Theme 9
Structure and governance
Regulation, Code of Governance and structure
Longhurst Group Limited is a registered housing provider, regulated by the Regulator of Social Housing (RSH). For the period this report covers, the Group maintained the highest ratings for governance and financial viability, of G1/V1. However, in 2023, these ratings were reassessed as G1/V2. We follow the National Housing Federation (NHF) Code of Governance 2020, and prior to that, were fully compliant with the 2015 NHF Code. The Group operates a closed membership for shareholders (nine in total), with each member holding an equal share of £1 standard voting rights.
Management of risk by Group Board
Given the diverse nature of our business, the identification of risk is a continuous process which is embedded into our systems to aid decision making and allow effective management. Our starting point for considering the risks that could affect our business is to look at risks that could stop us achieving our strategic objectives as defined in our annual business plan. Management teams at all levels are required to discuss current risks, horizon scan for identification of new and/or potential risks to ensure the Risk Registers remain current and relevant. Teams are supported in this work through regular input with our Risk and Assurance Manager who has overall responsibility for the administration of the risk management system. Strategic risks are owned by a member of the Executive Leadership Team and risks in the Operational Registers are mostly allocated to officers in tiers two and three of our management structure. Risk Owners are required to provide regular updates and reviews of their risks. Any actions required are controlled by automated email reminders in the 4Risk system and the Risk and Assurance Manager regularly reviews action status reports to ensure actions are completed within the required timeframe. Risk Management updates are provided to the Executive Leadership Team (ELT), Directors Group, our Development and Finance teams, Business Continuity Assurance Group and other forums across the Group as required. To ensure that the controls identified as mitigating the risk are effective and in place and being utilised, we use the three lines of defence method. We utilise a special risk management system which helps to co-ordinate, link risks, provide reports, automate reminders and ensure a consistent approach across all areas of operation. Meanwhile, all reports to Board and committees must include a section outlining the risk issues.

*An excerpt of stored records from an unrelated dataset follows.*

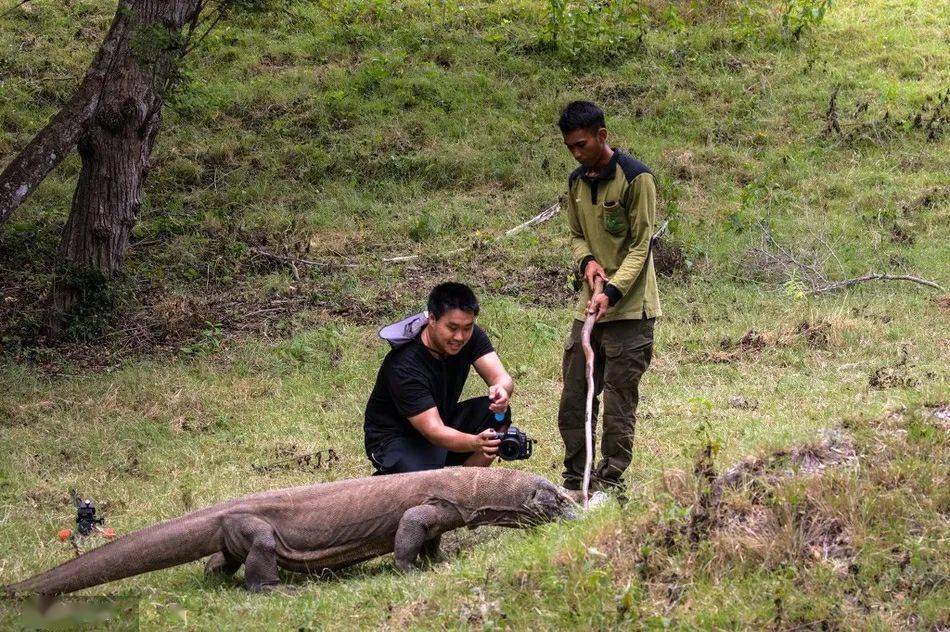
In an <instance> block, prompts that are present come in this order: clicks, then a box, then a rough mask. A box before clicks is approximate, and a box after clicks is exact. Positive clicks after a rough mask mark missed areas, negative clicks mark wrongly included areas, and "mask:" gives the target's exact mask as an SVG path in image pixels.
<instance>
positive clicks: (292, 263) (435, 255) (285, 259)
mask: <svg viewBox="0 0 950 632" xmlns="http://www.w3.org/2000/svg"><path fill="white" fill-rule="evenodd" d="M560 210H561V201H560V200H557V201H555V202H554V203H553V204H550V205H548V206H546V207H545V208H544V209H543V210H542V211H541V212H540V213H538V214H537V215H535V216H534V217H532V218H531V219H529V220H528V221H526V222H523V223H521V224H518V225H517V226H515V227H513V228H509V229H508V230H506V231H505V232H504V233H502V234H501V235H498V236H497V237H494V238H493V239H489V240H487V241H476V242H473V243H471V244H469V245H468V246H462V247H460V248H453V249H452V250H445V251H443V252H434V253H426V254H414V255H399V256H396V257H382V258H380V259H379V260H378V261H379V262H380V263H408V262H410V261H418V260H419V259H422V258H430V257H450V256H452V255H457V254H461V253H463V252H465V251H467V250H471V249H473V248H475V247H476V246H483V245H486V244H493V243H497V242H499V241H501V240H503V239H505V238H507V237H511V236H512V235H515V234H517V233H520V232H521V231H523V230H525V229H528V228H532V227H534V226H537V225H538V224H543V223H544V222H546V221H548V220H549V219H551V218H552V217H554V216H555V215H557V214H558V212H559V211H560ZM665 226H666V225H665V224H664V228H665ZM249 250H250V252H252V253H254V254H256V255H259V256H261V257H264V258H266V259H271V260H272V261H278V262H280V263H286V264H287V265H289V266H290V268H291V269H292V270H293V273H294V277H295V278H298V279H299V278H300V273H299V272H298V270H297V266H311V267H315V268H324V269H329V268H358V267H360V266H361V264H359V263H352V262H339V261H316V260H313V259H304V258H302V257H296V256H293V255H286V254H284V255H281V254H277V253H274V252H270V251H269V250H265V249H263V248H260V247H257V246H255V247H252V248H250V249H249Z"/></svg>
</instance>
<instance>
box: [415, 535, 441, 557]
mask: <svg viewBox="0 0 950 632" xmlns="http://www.w3.org/2000/svg"><path fill="white" fill-rule="evenodd" d="M419 559H420V560H422V561H424V562H425V563H427V564H435V563H437V562H441V561H442V559H443V557H442V534H439V535H437V536H435V537H433V538H430V539H428V540H426V541H425V542H423V543H422V550H421V551H419Z"/></svg>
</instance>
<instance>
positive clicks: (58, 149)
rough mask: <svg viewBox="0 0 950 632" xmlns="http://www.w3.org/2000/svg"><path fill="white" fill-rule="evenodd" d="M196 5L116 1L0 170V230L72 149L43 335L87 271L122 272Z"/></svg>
mask: <svg viewBox="0 0 950 632" xmlns="http://www.w3.org/2000/svg"><path fill="white" fill-rule="evenodd" d="M206 6H207V0H119V4H118V8H117V10H116V15H115V18H114V19H113V22H112V25H111V27H110V28H109V32H108V34H107V35H106V38H105V40H104V41H103V43H102V46H101V47H100V49H99V52H98V53H97V54H96V57H95V58H94V59H93V61H92V64H90V66H89V70H88V71H87V72H86V76H85V78H84V79H83V82H82V84H81V86H80V88H79V90H78V91H77V93H76V95H75V96H74V97H73V98H72V99H71V100H70V102H69V104H67V105H66V107H64V108H63V110H62V111H60V113H59V114H57V115H56V117H54V118H53V120H52V121H50V123H49V124H48V125H47V126H46V127H45V128H44V129H43V130H41V131H40V132H39V133H38V134H37V135H36V137H35V138H34V139H33V140H32V141H30V143H28V144H27V146H26V147H25V148H24V149H23V150H22V151H21V152H20V153H19V154H18V155H17V156H16V157H15V158H14V159H13V160H12V161H11V162H10V164H9V165H7V167H6V169H4V171H3V173H0V224H3V223H4V222H5V221H6V219H7V218H8V217H9V216H10V214H11V213H12V212H13V211H14V210H15V209H16V208H17V207H18V206H19V205H20V204H21V203H22V202H23V201H24V200H25V199H26V198H27V197H28V196H29V194H30V193H32V192H33V190H34V189H35V187H36V186H37V185H38V184H39V183H40V182H41V181H42V180H43V178H45V177H46V175H47V174H48V173H49V172H50V171H51V170H52V169H53V168H54V167H55V166H56V165H57V164H59V162H60V161H61V160H62V159H63V157H64V156H65V155H66V154H68V153H69V151H70V150H71V149H72V147H73V146H74V145H76V146H77V147H78V149H79V155H80V157H81V159H82V170H81V172H80V174H79V181H78V183H77V186H76V191H75V194H74V195H73V202H72V209H71V211H70V215H69V220H68V221H67V223H66V228H65V230H64V232H63V238H62V242H61V244H60V255H61V259H62V260H61V262H60V263H61V265H60V266H59V267H60V273H58V274H57V280H56V281H55V282H54V286H53V292H52V296H51V301H50V308H51V313H50V316H51V318H50V321H49V322H50V325H51V327H50V329H51V331H52V332H53V333H55V332H56V330H57V329H58V324H59V323H61V322H62V317H63V316H64V315H65V314H66V313H68V312H69V311H70V310H71V309H72V308H73V306H74V305H75V303H76V300H77V297H78V296H80V294H81V293H82V290H83V288H82V287H79V286H77V284H76V283H75V282H73V281H74V280H75V279H77V278H82V277H83V276H88V275H87V274H86V273H88V272H93V273H94V276H100V277H105V278H108V277H111V276H112V275H113V274H114V273H115V272H116V271H117V270H118V269H119V267H120V266H121V265H122V259H123V256H124V254H125V250H126V246H127V245H128V241H129V234H130V233H131V231H132V227H133V226H134V225H135V221H136V218H137V216H138V211H139V208H140V207H141V203H142V188H143V185H144V183H145V178H146V175H147V174H148V167H149V157H150V156H151V153H152V147H153V146H154V144H155V137H156V135H157V134H158V130H159V126H160V123H161V112H162V105H163V95H164V92H165V91H166V89H167V88H168V87H169V85H170V84H171V82H172V81H173V80H174V78H175V76H176V73H177V69H178V63H179V61H180V60H181V57H182V55H183V54H184V53H185V52H186V49H187V45H188V40H189V39H190V36H191V35H192V34H194V33H195V31H196V29H197V27H198V19H199V16H200V14H201V12H202V9H204V8H205V7H206ZM186 32H187V37H186V36H185V35H184V33H186ZM77 272H78V273H80V274H78V275H77V274H76V273H77Z"/></svg>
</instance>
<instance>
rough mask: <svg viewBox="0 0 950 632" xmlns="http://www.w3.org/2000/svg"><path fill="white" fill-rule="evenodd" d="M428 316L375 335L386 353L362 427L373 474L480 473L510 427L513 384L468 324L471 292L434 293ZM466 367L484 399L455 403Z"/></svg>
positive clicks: (484, 344)
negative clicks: (443, 472)
mask: <svg viewBox="0 0 950 632" xmlns="http://www.w3.org/2000/svg"><path fill="white" fill-rule="evenodd" d="M427 308H428V311H427V313H426V314H420V315H417V316H415V317H410V318H408V319H406V320H404V321H402V322H400V323H396V324H394V325H390V326H389V327H385V328H383V330H382V331H380V335H381V336H382V337H383V338H385V339H386V340H388V341H389V342H390V344H391V345H392V346H393V349H392V350H391V351H390V352H389V353H388V354H387V355H386V358H385V359H384V360H383V364H382V366H381V367H380V369H379V373H378V375H377V376H376V385H375V386H374V388H373V392H372V394H371V395H370V397H369V402H368V403H367V405H366V414H365V417H364V424H363V430H364V432H365V446H366V455H367V456H368V457H369V459H370V461H371V462H372V464H373V467H374V468H375V469H376V472H375V473H376V474H395V473H400V472H417V471H420V470H434V469H438V468H442V467H446V466H451V465H467V466H479V467H487V466H489V465H491V463H492V461H494V459H495V456H496V454H497V452H498V445H499V441H498V439H496V438H495V432H496V431H499V432H500V431H504V430H505V429H507V427H508V425H509V424H510V423H511V411H510V408H509V406H508V400H509V398H510V397H511V394H512V392H513V391H514V382H513V381H512V379H511V376H510V375H508V372H507V371H505V368H504V366H503V365H502V363H501V360H500V359H499V358H498V354H497V353H495V350H494V348H493V347H492V344H491V341H489V339H488V336H487V335H486V334H485V332H484V331H483V330H482V329H481V328H479V327H478V325H476V324H475V319H476V317H477V316H478V310H479V306H478V300H477V299H476V298H475V294H474V293H473V292H472V290H471V288H469V287H468V286H466V285H463V284H461V283H442V284H440V285H437V286H436V287H435V288H434V289H433V290H432V292H431V293H430V294H429V301H428V305H427ZM472 366H474V367H475V371H476V372H478V375H479V376H480V377H481V378H482V380H484V381H485V384H487V385H488V396H487V397H476V398H473V399H468V400H465V401H464V402H459V397H461V395H462V389H463V387H464V386H465V380H466V379H467V378H468V374H469V369H470V367H472ZM495 413H503V414H504V419H503V420H496V416H495Z"/></svg>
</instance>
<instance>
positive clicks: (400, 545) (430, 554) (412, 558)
mask: <svg viewBox="0 0 950 632" xmlns="http://www.w3.org/2000/svg"><path fill="white" fill-rule="evenodd" d="M464 523H465V521H464V520H462V516H461V515H460V514H459V512H458V511H457V510H456V509H455V508H454V507H451V506H448V505H418V506H416V507H412V508H410V509H408V510H406V513H404V514H403V515H402V518H401V519H400V520H399V528H398V529H397V531H396V542H395V546H394V553H395V557H396V566H397V567H398V568H399V570H401V571H407V572H408V571H411V570H413V569H415V568H416V558H418V557H419V554H420V553H425V554H426V555H431V553H432V552H433V549H434V550H435V551H438V547H439V538H440V536H441V535H442V534H443V533H445V532H446V531H451V530H452V529H457V528H458V527H461V526H462V525H463V524H464Z"/></svg>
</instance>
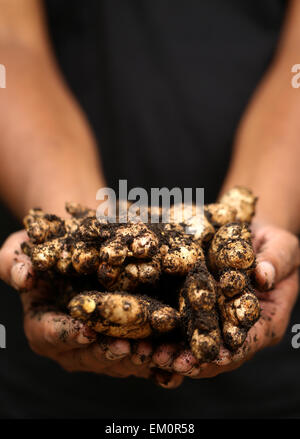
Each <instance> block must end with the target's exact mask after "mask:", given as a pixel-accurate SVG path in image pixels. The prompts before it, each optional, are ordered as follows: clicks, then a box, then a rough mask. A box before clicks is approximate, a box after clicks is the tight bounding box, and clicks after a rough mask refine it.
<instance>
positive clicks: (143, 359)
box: [131, 341, 153, 366]
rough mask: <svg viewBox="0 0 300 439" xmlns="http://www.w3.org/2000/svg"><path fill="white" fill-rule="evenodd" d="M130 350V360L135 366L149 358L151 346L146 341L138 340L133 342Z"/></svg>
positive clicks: (152, 348) (152, 351)
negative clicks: (130, 355) (132, 352)
mask: <svg viewBox="0 0 300 439" xmlns="http://www.w3.org/2000/svg"><path fill="white" fill-rule="evenodd" d="M132 352H133V354H132V355H131V361H132V363H133V364H135V365H136V366H139V365H142V364H147V363H149V361H150V360H151V357H152V354H153V346H152V344H151V343H150V342H148V341H139V342H136V343H134V344H133V347H132Z"/></svg>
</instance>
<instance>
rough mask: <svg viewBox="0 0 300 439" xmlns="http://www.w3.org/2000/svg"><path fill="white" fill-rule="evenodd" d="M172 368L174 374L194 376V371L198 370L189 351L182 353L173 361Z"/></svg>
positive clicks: (178, 355) (193, 356)
mask: <svg viewBox="0 0 300 439" xmlns="http://www.w3.org/2000/svg"><path fill="white" fill-rule="evenodd" d="M172 368H173V370H174V371H175V372H177V373H180V374H187V375H190V374H194V373H195V372H194V369H196V370H197V369H199V365H198V362H197V360H196V358H195V357H194V356H193V354H192V353H191V351H189V350H184V351H182V352H181V353H180V354H179V355H178V356H177V357H176V358H175V360H174V362H173V364H172Z"/></svg>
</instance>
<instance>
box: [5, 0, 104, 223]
mask: <svg viewBox="0 0 300 439" xmlns="http://www.w3.org/2000/svg"><path fill="white" fill-rule="evenodd" d="M0 10H1V14H0V62H1V63H2V64H4V65H5V66H6V71H7V88H6V89H2V90H1V94H0V133H1V142H0V158H1V160H0V195H1V197H2V199H3V200H4V201H5V202H6V203H7V204H8V205H9V207H10V208H11V209H12V211H13V212H14V213H15V214H16V215H18V216H19V217H22V216H23V215H24V214H25V213H26V212H27V210H28V209H29V208H30V207H32V206H40V207H43V208H44V209H46V210H47V211H49V212H53V213H61V214H62V213H63V208H64V202H65V201H66V200H70V201H72V200H76V201H79V202H82V203H83V204H87V205H90V206H94V205H95V202H96V191H97V190H98V189H99V188H100V187H101V186H103V184H104V177H103V174H102V172H101V167H100V164H99V157H98V155H97V150H96V147H95V139H94V138H93V135H92V133H91V130H90V128H89V126H88V123H87V121H86V118H85V116H84V115H83V113H82V111H81V110H80V108H79V106H78V104H77V103H76V101H75V99H74V98H73V96H72V95H71V93H70V91H69V90H68V88H67V86H66V84H65V83H64V80H63V78H62V76H61V74H60V72H59V70H58V68H57V65H56V62H55V59H54V56H53V54H52V51H51V47H50V43H49V41H48V37H47V33H46V30H45V22H44V21H45V20H44V16H43V9H42V7H41V2H40V1H38V0H26V1H25V2H24V1H23V0H1V1H0Z"/></svg>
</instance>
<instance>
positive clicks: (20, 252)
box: [0, 0, 182, 385]
mask: <svg viewBox="0 0 300 439" xmlns="http://www.w3.org/2000/svg"><path fill="white" fill-rule="evenodd" d="M0 11H1V13H0V63H1V64H4V65H5V67H6V71H7V88H6V89H1V90H0V134H1V142H0V196H1V198H2V199H3V200H4V201H5V202H6V204H7V205H8V206H9V207H10V208H11V210H12V211H13V212H14V213H15V214H16V215H17V216H18V217H19V218H22V217H23V216H24V215H25V213H27V211H28V210H29V208H31V207H35V206H39V207H42V208H43V209H44V210H45V211H47V212H53V213H56V214H60V215H64V204H65V201H67V200H69V201H76V202H81V203H82V204H83V205H87V206H90V207H96V206H95V203H96V192H97V190H98V189H99V188H100V187H101V186H103V185H104V177H103V174H102V171H101V166H100V162H99V157H98V155H97V150H96V146H95V139H94V137H93V135H92V133H91V130H90V128H89V126H88V123H87V121H86V118H85V117H84V115H83V113H82V111H81V110H80V108H79V106H78V104H77V102H76V101H75V99H74V98H73V96H72V95H71V93H70V91H69V90H68V88H67V86H66V84H65V83H64V80H63V79H62V76H61V74H60V72H59V70H58V68H57V65H56V62H55V59H54V56H53V53H52V51H51V47H50V44H49V41H48V37H47V32H46V28H45V20H44V16H43V9H42V7H41V2H40V1H39V0H26V1H24V0H0ZM25 239H26V233H25V232H24V231H21V232H18V233H15V234H13V235H12V236H10V237H9V238H8V239H7V241H6V242H5V243H4V245H3V246H2V248H1V250H0V277H1V278H2V280H4V281H6V282H7V283H9V284H10V285H12V286H14V287H15V288H16V289H17V290H20V291H23V290H26V293H24V294H21V299H22V303H23V307H24V327H25V333H26V336H27V338H28V341H29V344H30V346H31V348H32V349H33V350H34V351H35V352H37V353H38V354H40V355H43V356H46V357H49V358H52V359H53V360H55V361H57V362H58V363H59V364H60V365H61V366H62V367H63V368H64V369H66V370H68V371H79V370H80V371H92V372H96V373H102V374H106V375H111V376H117V377H126V376H129V375H136V376H141V377H149V376H150V373H151V371H150V369H149V361H150V359H151V348H150V347H149V346H147V345H146V346H144V345H143V344H142V345H141V346H137V347H136V349H135V352H134V354H133V357H132V358H133V361H135V364H133V362H132V361H131V360H130V354H131V346H130V343H129V342H128V341H127V340H118V339H115V340H109V339H108V338H107V339H105V340H104V341H103V343H102V344H101V343H94V342H95V340H96V334H95V333H94V332H93V331H91V330H90V329H89V328H88V327H86V326H85V325H82V324H79V323H78V322H75V321H74V320H73V319H71V318H70V317H69V316H67V315H65V314H63V313H61V312H56V311H53V309H51V307H50V308H49V307H48V308H47V306H46V303H47V302H48V301H49V299H50V300H51V294H52V291H51V285H47V286H45V285H40V281H39V280H38V279H35V277H34V273H33V271H32V267H31V263H30V261H29V259H28V258H27V257H26V256H25V255H23V254H22V252H21V249H20V244H21V243H22V242H23V241H24V240H25ZM16 251H17V253H16ZM39 302H41V303H43V306H42V307H41V309H33V307H34V304H35V303H39ZM140 358H142V359H143V361H140ZM174 379H175V381H174V384H173V385H178V384H180V382H181V381H182V378H181V377H178V376H177V377H176V376H174Z"/></svg>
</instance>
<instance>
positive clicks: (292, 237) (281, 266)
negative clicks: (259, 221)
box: [153, 222, 300, 378]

To ensure that Risk Registers are given the appropriate level of scrutiny, the following is the oversight arrangements in place:
Strategic Risk Register
Reviewed by our Group Board and Audit and Risk Committee. The Strategic Register holds the key risks that would prevent the Group delivering its business plan, vision and values – it’ll typically contain 15 to 25 risks to enable the focus and priority required. Operational strategic risks and key operational risks are reviewed at the following committees/boards:
- Development and Asset Investment Committee and Keystone Development, sales and financing risks.
- Finance and Treasury Committee and Libra Board Treasury management, development and finance risks.
The risk management reports to Boards and committees include a Controls Assurance report, which is supported by a narrative report that adds further context and detail. It also considers recent updates and changes to the registers, and the discussion of current topical risks and emerging risks. The Group Board has expressed a risk appetite for each area of its operation and the inherent and residual risk scores are managed in line with this board statement.